By now, Nancy Meyers knows exactly what women want and she doubles the formula in "The Holiday." Shrewdly positioned as an attractive mainstream option in a busy Christmas season, this star-laden transatlantic fantasy will prove more than a B.O. match for Meyers' previous hits "What Women Want" and "Something's Gotta Give," helping Sony ring in the new year in fine form.
By now, Nancy Meyers knows exactly what women want –gorgeous locales, even more gorgeous actors, a sentimental love story calculated to make viewers hug themselves and maybe even each other — and she doubles the formula to generally pleasing but thoroughly unsurprising effect in “The Holiday,” a lavishly overstuffed gift basket of a movie. Shrewdly positioned as an attractive mainstream option in a busy Christmas (and kudos) season, this star-laden transatlantic fantasy will prove more than a B.O. match for Meyers’ previous hits “What Women Want” and “Something’s Gotta Give,” helping Sony ring in the new year in fine form.

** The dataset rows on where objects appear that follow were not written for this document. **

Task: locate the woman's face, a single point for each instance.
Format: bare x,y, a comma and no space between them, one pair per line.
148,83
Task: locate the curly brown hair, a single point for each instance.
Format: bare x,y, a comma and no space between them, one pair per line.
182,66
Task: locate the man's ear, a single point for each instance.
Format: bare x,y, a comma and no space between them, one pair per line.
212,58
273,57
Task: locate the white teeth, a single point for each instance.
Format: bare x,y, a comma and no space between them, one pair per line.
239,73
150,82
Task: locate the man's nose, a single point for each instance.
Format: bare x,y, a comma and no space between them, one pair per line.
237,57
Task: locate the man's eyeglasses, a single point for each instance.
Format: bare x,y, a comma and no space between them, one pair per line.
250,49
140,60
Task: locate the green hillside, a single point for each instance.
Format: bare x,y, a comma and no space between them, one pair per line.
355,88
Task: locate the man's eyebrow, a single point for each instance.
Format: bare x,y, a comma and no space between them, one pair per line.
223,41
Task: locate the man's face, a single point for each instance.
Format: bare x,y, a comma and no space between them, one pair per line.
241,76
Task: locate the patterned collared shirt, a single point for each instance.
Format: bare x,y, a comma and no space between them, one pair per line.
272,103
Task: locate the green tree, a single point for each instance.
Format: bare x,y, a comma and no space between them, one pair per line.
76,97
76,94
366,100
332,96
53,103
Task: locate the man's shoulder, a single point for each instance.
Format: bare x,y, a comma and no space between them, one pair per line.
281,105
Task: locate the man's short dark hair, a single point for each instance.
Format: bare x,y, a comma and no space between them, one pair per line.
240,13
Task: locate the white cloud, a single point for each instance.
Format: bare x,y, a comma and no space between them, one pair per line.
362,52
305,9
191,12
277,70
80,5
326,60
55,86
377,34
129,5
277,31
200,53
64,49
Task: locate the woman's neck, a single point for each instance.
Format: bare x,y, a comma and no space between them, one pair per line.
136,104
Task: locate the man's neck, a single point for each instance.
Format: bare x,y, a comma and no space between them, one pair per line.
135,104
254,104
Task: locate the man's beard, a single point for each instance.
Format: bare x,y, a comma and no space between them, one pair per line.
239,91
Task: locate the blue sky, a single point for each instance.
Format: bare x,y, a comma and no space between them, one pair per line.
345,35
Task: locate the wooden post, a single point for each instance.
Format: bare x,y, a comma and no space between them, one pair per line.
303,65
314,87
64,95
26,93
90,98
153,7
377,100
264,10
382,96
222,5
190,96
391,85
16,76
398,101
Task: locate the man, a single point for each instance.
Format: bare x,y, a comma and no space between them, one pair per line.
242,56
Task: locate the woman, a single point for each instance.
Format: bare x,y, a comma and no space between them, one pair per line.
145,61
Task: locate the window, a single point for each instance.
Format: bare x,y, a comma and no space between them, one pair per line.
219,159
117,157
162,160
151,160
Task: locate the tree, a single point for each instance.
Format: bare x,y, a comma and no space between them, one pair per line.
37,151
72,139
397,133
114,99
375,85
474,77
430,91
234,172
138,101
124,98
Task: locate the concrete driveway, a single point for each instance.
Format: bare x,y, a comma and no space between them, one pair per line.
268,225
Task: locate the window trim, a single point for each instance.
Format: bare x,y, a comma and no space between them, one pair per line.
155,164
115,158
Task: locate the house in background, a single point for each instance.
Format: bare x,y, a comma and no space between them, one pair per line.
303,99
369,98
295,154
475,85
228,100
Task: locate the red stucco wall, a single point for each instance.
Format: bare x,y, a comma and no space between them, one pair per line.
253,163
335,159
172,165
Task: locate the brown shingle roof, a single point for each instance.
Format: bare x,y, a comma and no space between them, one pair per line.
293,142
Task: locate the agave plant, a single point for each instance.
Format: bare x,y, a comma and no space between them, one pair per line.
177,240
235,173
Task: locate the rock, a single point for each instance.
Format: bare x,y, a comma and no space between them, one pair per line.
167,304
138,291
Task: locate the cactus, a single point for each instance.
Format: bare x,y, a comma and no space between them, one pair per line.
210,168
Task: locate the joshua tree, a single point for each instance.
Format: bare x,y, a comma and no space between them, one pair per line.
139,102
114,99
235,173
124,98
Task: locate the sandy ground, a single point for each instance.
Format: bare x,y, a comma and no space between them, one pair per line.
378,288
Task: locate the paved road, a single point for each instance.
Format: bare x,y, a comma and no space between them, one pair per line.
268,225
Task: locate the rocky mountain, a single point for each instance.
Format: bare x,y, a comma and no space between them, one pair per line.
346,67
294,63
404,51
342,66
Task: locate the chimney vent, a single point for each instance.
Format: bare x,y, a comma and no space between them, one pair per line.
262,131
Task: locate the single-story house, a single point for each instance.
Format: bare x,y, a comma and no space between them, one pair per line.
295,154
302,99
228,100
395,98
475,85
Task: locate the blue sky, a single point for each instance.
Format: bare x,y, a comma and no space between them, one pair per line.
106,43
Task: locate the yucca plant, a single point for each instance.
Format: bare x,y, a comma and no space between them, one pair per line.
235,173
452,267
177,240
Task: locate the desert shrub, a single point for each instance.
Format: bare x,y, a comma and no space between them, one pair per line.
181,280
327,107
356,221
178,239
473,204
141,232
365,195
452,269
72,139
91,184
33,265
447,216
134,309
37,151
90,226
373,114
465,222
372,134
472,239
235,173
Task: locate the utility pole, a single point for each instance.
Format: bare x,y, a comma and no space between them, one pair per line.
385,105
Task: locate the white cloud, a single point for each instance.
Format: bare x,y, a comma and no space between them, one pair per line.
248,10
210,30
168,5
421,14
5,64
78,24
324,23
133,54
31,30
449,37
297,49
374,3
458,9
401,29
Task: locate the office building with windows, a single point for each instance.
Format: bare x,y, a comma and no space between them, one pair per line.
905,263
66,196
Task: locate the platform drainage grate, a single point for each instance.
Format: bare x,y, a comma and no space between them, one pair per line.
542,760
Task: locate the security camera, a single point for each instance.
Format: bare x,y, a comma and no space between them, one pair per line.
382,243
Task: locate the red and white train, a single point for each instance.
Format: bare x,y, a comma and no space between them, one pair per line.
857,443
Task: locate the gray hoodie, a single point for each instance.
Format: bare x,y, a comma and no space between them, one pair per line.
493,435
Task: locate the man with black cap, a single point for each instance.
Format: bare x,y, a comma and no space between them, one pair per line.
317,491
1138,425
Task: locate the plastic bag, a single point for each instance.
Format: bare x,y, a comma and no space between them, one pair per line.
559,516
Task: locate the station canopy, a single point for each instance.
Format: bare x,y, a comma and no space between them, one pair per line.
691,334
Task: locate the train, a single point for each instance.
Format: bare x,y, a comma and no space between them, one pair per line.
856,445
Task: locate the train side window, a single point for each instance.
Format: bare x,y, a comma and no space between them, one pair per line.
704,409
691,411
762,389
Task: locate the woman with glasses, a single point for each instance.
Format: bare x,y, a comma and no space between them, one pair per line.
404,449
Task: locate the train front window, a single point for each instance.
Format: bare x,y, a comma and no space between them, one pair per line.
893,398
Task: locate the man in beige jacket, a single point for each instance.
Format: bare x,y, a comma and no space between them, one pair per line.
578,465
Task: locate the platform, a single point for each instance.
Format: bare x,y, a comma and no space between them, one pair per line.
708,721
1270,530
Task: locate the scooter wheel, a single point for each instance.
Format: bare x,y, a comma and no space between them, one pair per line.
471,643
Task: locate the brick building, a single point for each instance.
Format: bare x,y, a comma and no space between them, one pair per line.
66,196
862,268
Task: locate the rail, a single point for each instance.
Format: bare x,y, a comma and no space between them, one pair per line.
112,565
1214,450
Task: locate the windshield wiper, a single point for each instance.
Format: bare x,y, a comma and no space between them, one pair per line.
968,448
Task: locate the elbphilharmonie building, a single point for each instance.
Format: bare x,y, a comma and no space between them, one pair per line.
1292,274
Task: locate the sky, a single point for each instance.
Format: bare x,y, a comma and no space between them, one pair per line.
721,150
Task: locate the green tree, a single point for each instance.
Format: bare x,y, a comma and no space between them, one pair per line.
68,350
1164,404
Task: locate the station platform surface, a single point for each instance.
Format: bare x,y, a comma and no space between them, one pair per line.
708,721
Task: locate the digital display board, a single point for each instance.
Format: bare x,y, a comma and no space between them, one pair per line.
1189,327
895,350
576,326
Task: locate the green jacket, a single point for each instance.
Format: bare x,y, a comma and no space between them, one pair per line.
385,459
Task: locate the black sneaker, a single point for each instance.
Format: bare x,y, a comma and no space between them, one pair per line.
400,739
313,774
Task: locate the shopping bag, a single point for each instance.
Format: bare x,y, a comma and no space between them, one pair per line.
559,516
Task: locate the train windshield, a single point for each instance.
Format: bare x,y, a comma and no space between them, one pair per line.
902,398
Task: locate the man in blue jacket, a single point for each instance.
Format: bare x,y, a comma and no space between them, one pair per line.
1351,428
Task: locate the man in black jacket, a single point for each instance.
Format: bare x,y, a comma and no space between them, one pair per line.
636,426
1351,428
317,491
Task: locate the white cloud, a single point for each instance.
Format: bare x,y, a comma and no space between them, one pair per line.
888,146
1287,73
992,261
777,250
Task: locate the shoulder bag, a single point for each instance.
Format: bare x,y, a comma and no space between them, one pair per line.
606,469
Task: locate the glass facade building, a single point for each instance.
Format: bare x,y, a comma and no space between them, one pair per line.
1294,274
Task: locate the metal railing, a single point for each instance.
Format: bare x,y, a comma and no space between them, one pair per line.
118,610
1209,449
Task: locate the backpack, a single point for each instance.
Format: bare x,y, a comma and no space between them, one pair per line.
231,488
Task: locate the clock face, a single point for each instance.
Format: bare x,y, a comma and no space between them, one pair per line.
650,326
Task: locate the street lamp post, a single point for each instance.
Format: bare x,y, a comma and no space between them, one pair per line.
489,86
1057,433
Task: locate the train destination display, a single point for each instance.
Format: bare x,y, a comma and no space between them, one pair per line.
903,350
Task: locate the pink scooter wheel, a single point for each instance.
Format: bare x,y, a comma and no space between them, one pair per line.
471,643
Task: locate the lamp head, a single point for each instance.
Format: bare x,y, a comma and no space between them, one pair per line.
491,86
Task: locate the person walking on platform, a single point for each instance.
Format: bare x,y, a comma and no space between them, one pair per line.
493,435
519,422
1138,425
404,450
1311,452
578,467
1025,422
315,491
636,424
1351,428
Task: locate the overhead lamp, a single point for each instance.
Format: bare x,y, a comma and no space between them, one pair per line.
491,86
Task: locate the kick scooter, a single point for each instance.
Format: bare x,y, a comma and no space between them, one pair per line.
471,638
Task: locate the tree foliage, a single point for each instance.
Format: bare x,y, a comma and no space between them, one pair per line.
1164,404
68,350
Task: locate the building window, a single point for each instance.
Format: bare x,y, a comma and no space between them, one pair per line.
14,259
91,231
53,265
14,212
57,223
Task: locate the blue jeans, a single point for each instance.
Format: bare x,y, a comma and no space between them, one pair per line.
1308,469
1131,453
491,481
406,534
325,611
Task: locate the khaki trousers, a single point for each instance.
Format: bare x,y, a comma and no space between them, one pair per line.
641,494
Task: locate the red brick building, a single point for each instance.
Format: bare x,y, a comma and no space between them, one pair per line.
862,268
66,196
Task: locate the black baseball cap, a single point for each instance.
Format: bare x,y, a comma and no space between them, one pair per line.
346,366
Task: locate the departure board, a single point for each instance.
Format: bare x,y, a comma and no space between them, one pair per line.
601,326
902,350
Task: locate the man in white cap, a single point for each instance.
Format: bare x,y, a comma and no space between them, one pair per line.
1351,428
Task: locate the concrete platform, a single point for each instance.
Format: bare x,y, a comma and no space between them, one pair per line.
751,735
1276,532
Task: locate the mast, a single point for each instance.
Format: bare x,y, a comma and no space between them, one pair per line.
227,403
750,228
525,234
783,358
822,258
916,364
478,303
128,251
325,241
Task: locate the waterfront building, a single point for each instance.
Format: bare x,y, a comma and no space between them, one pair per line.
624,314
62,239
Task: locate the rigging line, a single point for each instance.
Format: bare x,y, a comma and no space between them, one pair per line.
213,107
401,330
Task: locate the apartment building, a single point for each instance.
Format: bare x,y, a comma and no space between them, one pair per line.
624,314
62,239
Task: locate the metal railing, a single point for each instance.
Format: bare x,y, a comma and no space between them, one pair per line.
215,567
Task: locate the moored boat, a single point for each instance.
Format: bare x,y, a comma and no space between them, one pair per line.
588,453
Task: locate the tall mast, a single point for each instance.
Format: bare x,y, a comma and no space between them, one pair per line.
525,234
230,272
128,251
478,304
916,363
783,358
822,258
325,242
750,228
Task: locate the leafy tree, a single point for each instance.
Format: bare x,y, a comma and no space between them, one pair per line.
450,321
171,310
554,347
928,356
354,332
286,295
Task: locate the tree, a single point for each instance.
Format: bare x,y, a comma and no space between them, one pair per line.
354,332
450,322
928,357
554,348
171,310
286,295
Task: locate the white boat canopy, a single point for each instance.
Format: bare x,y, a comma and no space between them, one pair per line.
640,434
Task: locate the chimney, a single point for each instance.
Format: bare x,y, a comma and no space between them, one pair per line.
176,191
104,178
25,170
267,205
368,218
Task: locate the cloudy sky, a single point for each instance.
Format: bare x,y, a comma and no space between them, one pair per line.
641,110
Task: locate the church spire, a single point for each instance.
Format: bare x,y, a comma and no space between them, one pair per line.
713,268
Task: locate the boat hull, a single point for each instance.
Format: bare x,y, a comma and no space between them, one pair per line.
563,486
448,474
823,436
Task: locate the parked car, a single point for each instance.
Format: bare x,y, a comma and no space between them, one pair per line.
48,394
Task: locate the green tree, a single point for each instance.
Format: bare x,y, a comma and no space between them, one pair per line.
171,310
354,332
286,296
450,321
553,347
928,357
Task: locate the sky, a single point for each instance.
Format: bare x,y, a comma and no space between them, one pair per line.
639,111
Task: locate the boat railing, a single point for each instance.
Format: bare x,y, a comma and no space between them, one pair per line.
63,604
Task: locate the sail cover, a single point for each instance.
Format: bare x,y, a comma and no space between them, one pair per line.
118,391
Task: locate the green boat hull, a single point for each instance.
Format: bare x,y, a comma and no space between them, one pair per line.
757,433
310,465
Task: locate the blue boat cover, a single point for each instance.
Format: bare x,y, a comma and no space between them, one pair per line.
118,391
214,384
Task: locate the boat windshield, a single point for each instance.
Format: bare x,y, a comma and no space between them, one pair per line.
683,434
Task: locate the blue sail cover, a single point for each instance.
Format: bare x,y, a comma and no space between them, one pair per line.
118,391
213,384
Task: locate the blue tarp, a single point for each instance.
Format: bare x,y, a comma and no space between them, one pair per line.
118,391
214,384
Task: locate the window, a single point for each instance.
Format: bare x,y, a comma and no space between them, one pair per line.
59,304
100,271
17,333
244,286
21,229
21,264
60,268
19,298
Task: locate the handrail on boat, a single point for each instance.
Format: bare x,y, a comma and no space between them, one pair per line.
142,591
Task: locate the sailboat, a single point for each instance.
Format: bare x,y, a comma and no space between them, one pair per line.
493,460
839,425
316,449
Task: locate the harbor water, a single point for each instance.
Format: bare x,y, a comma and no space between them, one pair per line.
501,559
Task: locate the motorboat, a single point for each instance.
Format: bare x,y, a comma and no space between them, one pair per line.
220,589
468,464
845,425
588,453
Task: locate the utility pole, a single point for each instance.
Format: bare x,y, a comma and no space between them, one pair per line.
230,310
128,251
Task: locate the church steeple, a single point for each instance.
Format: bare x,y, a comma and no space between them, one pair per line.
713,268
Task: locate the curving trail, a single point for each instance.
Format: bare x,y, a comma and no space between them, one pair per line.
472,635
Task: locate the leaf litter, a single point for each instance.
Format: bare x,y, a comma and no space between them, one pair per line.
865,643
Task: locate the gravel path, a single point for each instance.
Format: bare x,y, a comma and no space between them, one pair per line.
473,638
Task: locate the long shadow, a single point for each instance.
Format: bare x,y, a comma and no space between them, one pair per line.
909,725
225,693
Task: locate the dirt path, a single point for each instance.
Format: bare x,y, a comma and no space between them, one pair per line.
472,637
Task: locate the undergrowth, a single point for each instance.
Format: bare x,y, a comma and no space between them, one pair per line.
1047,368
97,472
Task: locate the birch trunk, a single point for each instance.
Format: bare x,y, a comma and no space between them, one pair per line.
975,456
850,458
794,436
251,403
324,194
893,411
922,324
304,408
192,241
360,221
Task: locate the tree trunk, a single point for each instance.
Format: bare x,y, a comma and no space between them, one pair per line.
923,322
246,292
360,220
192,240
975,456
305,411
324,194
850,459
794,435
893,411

Packaging two fanciful romances for the price of one, “The Holiday” introduces two women from opposite sides of the pond, alike only in their mutual bad luck with men. Iris (Kate Winslet) is a sweet-natured London journalist who’s been smitten for years with her caddish co-worker Jasper (Rufus Sewell), while Amanda (Cameron Diaz) is a Los Angeles career woman whose fiercely self-made status has pushed away many a boyfriend, including her latest (Edward Burns).
Flitting between the characters so as to accentuate their differences — Winslet’s Iris is totally adorable, Diaz’s Amanda is a total pill — the pic contrives a serendipitous meeting on the Internet. After some rather unconvincing cyber-chitchat, the two women, both in desperate need of an escape, impulsively agree to swap homes for the holidays.
Some fish-out-of-water comedy ensues, as Iris basks in the luxury of Amanda’s BevHills estate while Amanda, having relocated to the snowy English countryside, has trouble driving on the left side of the street. Amanda gets a pleasant surprise, however, when Iris’ attractive, heavily intoxicated brother Graham (Jude Law) shows up on her doorstep one night and, in a rare moment of spontaneity, she seduces him. (In his sister’s bed, no less. Yuck.)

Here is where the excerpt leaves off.